RRbanner.jpg

August 11, 2006

Why I hope the NSA/Al Qaida doesn't read my blog

liquidsonaplanethumb.jpg I'm flying again on Monday, so naturally I've been busy parsing the latest carry-on restrictions. My favorite part is that there will be a second search when boarding the plane to make sure that passengers don't bring on any beverages they may have purchased inside the terminal.

Now, I understand the logic — if not the efficacy — of banning outside liquids, but ones that you actually purchase at the airport itself? If somebody is selling liquid explosives at the airport newsstand, I would think the thing to do would be to make them stop, not to let people buy them as long as they don't get on the plane. [Update: Me and my big mouth.] Or is the point that it's OK to have a deadly liquid explosive in the terminal itself, where it can do absolutely no harm? If they trust me with a bottle of water in a crowd at the gate, why do they suddenly not trust me in that same crowd on the airplane?

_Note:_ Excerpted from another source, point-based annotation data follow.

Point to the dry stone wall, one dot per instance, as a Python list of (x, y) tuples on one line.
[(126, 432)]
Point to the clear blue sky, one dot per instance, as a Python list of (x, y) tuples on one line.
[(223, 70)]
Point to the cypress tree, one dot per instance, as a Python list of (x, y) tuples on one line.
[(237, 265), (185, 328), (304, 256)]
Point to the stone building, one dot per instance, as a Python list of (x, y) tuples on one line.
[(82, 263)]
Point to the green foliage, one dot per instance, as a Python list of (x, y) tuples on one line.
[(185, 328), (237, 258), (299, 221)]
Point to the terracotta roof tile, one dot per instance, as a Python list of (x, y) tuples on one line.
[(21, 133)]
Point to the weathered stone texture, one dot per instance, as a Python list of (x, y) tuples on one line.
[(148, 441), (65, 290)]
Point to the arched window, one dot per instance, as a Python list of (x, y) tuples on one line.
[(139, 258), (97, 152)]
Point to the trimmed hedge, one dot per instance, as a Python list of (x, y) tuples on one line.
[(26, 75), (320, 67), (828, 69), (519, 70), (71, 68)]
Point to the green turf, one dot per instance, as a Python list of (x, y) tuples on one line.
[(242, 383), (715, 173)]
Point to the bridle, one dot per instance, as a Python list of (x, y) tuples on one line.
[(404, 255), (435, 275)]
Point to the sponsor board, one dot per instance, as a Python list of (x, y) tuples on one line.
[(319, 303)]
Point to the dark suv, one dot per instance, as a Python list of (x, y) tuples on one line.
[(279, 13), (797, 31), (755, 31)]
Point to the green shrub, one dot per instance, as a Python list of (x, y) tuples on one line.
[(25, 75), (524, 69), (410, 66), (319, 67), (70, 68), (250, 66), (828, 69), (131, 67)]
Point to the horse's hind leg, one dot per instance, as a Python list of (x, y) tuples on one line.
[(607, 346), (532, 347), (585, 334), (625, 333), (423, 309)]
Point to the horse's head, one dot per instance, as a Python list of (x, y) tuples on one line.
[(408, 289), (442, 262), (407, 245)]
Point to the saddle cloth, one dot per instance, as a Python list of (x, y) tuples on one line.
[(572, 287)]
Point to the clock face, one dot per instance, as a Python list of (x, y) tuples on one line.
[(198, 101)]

Of course, this points to a blindspot not only of the TSA, but of the terrorists. Hello? What is your obsession with getting onto a plane, which requires all that sneaking past security stuff? Take a look at these photos of people packed together trying to check in. Half of them are probably busy dumping out the liquids they packed accidentally. No one would notice if you mixed your little cocktail right there with them and took out the whole concourse without having to go through security or anything. I mean, come on!

Related: "That liquid may be volatile. Let me pour it into this bucket with all this other potentially volatile liquid."

Posted by Daniel Radosh

Comments

I know what you mean. I'm constantly in situations where I'm thinking, "This place would make such an effective and simple target. Why go to all that trouble?" In fact, there's one very popular location that I think would make a perfect terrorist target (extremely easy to hit, high casualty rates, would create mass hysteria, and have a huge economic impact) but I won't reveal it here, because I'm sure the bad guys are trolling blog comments looking for ideas.

Huckapoo's dressing room?

Are you saying they should CLOSE the Napalm Julius in DFW? Because them's fightin' words.

(Coincidental bot-check note: "Liquidate comment spam by typing the first letter of this sentence.")

Good job ... now our pop stars are at risk.

I made a Shakes on a Plane poster the other day.

What would happen if, instead of banning an entire state of matter from planes, they tried (gasp) profiling? I'm throwing this out strictly as a thought experiment, of course, because I'm assuming that these "attackers" are from a broad strata of society.

Omigod, you're right! They're all men aged 17-35. That lets me off the hook by two years, so it's fine with me if they want to frisk everyone who fits that profile -- and I'm sure the suspects will understand that it's necessary to Keep Us Safe.

But wait, you don't think they'd make a mistake and start shaking down 37 year olds too? What if they can't tell the difference between me and the genuinely supsicious 35 year olds?

"They're all men aged 17-35."

Tee hee.

I think Jim meant to say that they're all Capricorns.

Fucking Capricorns.

I see we saw the connection between the upcoming SLJ film and the incident but from somewhat different angles. What I posted was ruminating on why the marketing for the movie didn't jump all over how snakes weren't banned because of the foiled plot. (Sure, they probably were already, but we're talking publicity here.) Poor taste? Of course. Like the probable audience of the movie would be offended.

Were we pretending we lived in an age of good taste?

[And I concur that if the terrorists weren't so focused on planes they could really mess with us.]